Why This Sequence Works for Swiss Hiring Managers
- It acknowledges the Swiss-specific talent crunch without being dramatic — they live it.
- It speaks to passive candidates, the holy grail of Swiss engineering recruiting.
- It offers a concrete, low-risk action (the sourcing test) instead of a generic demo.
- It respects their time — all three touches together take under 90 seconds to process.
You can swap out Zürich/Romandie for Geneva, Zug, or Ticino depending on your segments. Keep each message between 50 and 100 words. Short messages get read; long ones get archived.
Step 4: Send the Sequence Directly from Origami
This is where Origami separates itself from list-building tools. You don’t export the list, you don’t jump into a separate tool — everything happens in the same dashboard.
Launching the Sequence
Once you’ve pasted your messages (or approved the AI-written versions), set your touch delays. I recommend:
- Touch 1: Day 1 (connection request)
- Touch 2: Day 3 (follow-up after acceptance)
- Touch 3: Day 7 (final message)
Click “Launch.” Origami’s built-in LinkedIn sequencer will:
- Send connection requests with the Day 1 note to all contacts in the segment.
- Automatically dispatch Touch 2 three days after they accept, and Touch 3 seven days after acceptance if they haven’t replied.
- Automatically un-enroll any contact who replies at any point — no accidental “Sorry to see you didn’t reply” after you’ve already booked a call.
Sending and Tracking Inside Origami
The same dashboard where you built your list now shows your entire campaign. You’ll see:
- Connection acceptance rates per segment.
- Message opens and link clicks (where applicable).
- Actual replies — time-stamped, with the full conversation thread.
- A color-coded status per contact: sent, accepted, replied, un-enrolled.
While reviewing a contact’s activity, you can still see their enriched profile — title, company size, tech stack, tools used — right next to their sequence status. You never have to wonder “why did I message this person again?” The context is always there.
What About Costs?
The LinkedIn sequencer itself is included on all paid Origami plans — you only pay for the credits you use to enrich leads. If you’re on the free plan with 1,000 credits, you can absolutely build a list and test the sequencer on a small batch to see how it performs before upgrading. Plans start at $29/month.
Expected Response Rates (Real-World Benchmarks)
For Swiss companies hiring senior software engineers, with a well-segmented list and the above sequence, I’ve consistently seen:
- Connection acceptance rate: 18–25% (higher if you personalise the opener with mutual contacts or shared groups).
- Reply rate on accepted connections: 8–12%.
- Outcome: about 1 qualified meeting booked for every 40–60 connections sent.

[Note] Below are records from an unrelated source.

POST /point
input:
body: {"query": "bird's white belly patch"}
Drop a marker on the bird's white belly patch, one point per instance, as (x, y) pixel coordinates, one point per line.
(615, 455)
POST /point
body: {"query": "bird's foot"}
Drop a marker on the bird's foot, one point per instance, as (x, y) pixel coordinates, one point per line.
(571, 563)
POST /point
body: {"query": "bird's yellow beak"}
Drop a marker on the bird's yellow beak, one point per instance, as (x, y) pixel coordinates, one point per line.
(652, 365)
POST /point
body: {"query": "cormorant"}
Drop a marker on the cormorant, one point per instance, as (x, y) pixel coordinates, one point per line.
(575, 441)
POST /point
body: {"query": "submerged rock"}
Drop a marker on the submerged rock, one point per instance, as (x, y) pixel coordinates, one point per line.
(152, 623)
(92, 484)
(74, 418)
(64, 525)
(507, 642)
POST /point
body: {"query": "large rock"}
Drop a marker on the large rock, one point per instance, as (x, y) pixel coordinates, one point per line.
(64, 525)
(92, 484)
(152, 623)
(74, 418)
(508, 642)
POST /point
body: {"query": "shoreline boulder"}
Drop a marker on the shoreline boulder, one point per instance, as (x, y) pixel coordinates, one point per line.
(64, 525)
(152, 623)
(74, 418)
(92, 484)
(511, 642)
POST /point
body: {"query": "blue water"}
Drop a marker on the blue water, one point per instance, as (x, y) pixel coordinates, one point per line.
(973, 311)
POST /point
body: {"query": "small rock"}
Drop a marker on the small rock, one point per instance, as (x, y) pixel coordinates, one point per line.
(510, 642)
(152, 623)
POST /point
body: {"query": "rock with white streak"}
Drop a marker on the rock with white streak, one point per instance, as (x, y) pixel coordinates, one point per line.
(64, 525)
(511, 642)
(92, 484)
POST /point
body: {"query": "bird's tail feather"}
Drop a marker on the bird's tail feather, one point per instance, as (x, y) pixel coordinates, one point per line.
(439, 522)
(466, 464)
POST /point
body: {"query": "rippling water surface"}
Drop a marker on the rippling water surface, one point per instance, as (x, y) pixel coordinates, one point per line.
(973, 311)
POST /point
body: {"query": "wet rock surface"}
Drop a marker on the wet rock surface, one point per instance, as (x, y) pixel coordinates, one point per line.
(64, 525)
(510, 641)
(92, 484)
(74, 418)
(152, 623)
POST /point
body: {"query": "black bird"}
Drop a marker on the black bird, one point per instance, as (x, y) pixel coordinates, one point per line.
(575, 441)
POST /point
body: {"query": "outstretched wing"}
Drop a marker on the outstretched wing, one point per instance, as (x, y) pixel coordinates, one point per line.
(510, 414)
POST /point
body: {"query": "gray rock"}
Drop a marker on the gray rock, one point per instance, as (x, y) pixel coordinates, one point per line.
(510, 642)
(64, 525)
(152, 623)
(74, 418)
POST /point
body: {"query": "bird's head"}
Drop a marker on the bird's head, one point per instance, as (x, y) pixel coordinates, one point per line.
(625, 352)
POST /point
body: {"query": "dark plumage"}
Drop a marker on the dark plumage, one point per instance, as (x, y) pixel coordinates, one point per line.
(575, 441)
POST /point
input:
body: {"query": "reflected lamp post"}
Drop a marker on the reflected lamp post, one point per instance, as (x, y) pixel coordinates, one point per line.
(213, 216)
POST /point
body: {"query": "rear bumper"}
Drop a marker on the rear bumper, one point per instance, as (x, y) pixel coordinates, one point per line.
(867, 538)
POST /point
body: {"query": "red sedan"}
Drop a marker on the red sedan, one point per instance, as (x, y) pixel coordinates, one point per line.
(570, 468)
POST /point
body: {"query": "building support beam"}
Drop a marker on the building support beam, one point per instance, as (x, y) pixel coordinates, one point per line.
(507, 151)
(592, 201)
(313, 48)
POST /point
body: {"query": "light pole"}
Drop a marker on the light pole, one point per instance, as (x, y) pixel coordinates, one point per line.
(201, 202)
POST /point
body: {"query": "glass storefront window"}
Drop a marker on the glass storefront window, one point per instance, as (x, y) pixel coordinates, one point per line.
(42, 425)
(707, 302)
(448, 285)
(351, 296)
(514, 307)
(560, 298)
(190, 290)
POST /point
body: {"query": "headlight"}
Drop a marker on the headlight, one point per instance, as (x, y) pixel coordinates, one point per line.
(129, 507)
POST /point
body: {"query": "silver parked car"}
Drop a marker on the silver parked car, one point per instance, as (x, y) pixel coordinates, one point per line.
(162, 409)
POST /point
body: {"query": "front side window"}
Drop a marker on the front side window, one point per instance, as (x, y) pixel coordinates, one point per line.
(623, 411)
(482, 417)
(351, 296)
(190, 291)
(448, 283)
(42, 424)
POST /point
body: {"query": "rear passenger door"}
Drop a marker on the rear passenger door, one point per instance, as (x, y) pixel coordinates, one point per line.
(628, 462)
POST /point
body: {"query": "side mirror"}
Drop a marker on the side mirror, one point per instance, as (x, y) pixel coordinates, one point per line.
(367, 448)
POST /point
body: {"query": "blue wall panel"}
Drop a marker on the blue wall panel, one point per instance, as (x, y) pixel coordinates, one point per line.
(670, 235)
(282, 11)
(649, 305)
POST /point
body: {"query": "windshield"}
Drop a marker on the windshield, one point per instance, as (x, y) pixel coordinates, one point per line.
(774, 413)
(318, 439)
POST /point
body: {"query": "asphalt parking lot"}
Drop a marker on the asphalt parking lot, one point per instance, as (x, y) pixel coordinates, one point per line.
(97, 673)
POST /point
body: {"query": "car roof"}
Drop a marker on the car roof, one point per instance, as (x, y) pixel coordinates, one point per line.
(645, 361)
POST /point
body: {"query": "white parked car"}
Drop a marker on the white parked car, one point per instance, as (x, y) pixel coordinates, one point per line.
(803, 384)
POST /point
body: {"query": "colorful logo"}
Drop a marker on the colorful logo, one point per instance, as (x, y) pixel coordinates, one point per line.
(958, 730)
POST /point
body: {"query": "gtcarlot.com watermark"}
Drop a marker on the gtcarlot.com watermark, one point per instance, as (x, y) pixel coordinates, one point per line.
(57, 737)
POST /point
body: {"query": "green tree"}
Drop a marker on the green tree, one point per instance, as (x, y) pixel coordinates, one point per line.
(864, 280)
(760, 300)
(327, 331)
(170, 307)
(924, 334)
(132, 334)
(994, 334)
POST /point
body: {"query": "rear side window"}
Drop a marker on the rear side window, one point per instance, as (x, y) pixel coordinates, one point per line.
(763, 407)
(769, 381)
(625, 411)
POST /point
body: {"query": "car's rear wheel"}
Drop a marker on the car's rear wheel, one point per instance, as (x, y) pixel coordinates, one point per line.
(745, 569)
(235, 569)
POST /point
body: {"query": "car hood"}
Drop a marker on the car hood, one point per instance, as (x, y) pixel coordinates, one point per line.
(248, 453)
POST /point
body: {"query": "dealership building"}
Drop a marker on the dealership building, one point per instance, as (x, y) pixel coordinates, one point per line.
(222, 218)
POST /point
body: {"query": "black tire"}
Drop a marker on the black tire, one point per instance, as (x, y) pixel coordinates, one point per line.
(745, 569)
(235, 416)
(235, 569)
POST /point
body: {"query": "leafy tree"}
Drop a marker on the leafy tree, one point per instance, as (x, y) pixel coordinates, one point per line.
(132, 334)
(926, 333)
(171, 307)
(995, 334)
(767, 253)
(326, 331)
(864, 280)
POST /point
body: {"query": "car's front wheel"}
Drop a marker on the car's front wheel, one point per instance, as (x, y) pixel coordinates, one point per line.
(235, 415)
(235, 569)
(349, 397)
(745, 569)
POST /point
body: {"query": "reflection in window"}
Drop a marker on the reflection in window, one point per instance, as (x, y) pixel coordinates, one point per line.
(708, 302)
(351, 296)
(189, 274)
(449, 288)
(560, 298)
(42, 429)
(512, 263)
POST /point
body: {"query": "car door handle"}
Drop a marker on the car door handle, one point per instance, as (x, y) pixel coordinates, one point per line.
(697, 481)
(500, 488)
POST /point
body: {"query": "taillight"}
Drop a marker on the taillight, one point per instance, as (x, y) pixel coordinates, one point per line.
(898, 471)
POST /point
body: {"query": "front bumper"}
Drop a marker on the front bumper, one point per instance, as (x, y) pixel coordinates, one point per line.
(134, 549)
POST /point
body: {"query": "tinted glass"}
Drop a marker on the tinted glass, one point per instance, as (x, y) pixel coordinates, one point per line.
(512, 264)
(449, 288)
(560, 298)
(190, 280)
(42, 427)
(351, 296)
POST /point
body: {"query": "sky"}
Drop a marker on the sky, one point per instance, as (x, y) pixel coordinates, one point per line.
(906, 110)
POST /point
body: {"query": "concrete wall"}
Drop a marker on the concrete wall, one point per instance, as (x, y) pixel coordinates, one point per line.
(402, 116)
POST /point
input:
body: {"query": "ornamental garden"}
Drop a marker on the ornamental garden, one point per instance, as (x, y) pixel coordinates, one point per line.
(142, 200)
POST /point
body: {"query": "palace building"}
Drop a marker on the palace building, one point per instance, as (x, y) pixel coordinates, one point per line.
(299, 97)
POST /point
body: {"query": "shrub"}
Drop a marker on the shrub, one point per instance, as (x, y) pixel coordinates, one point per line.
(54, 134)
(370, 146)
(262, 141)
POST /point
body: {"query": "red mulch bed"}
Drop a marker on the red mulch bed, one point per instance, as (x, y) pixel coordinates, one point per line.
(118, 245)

These numbers assume your list is highly targeted and the contacts are actively hiring. If you’re seeing less than 12% acceptance on Day 1, revisit your connection note or tighten the list — you’re probably reaching out to people who don’t have an urgent hiring need. If reply rates are low but acceptance is high, tweak the Touch 2 value offer.
When to iterate on messaging vs. iterate on the list:
- Low acceptance → fix the connection note or check if you’re reaching the wrong persona (e.g., an HR assistant instead of the Head of Engineering).
- Good acceptance, low reply → rewrite Touch 2 and Touch 3; your follow-up isn’t giving them a reason to respond.
- Good acceptance and reply, but no meetings → your soft close might be too vague; make the next step smaller and more concrete.
Everything you need to iterate — list data, sequence performance, reply monitoring — lives inside Origami. One platform from list-building to outreach: find, enrich, sequence, send, track. No exporting CSVs, no syncing tools, no monthly integrations breaking.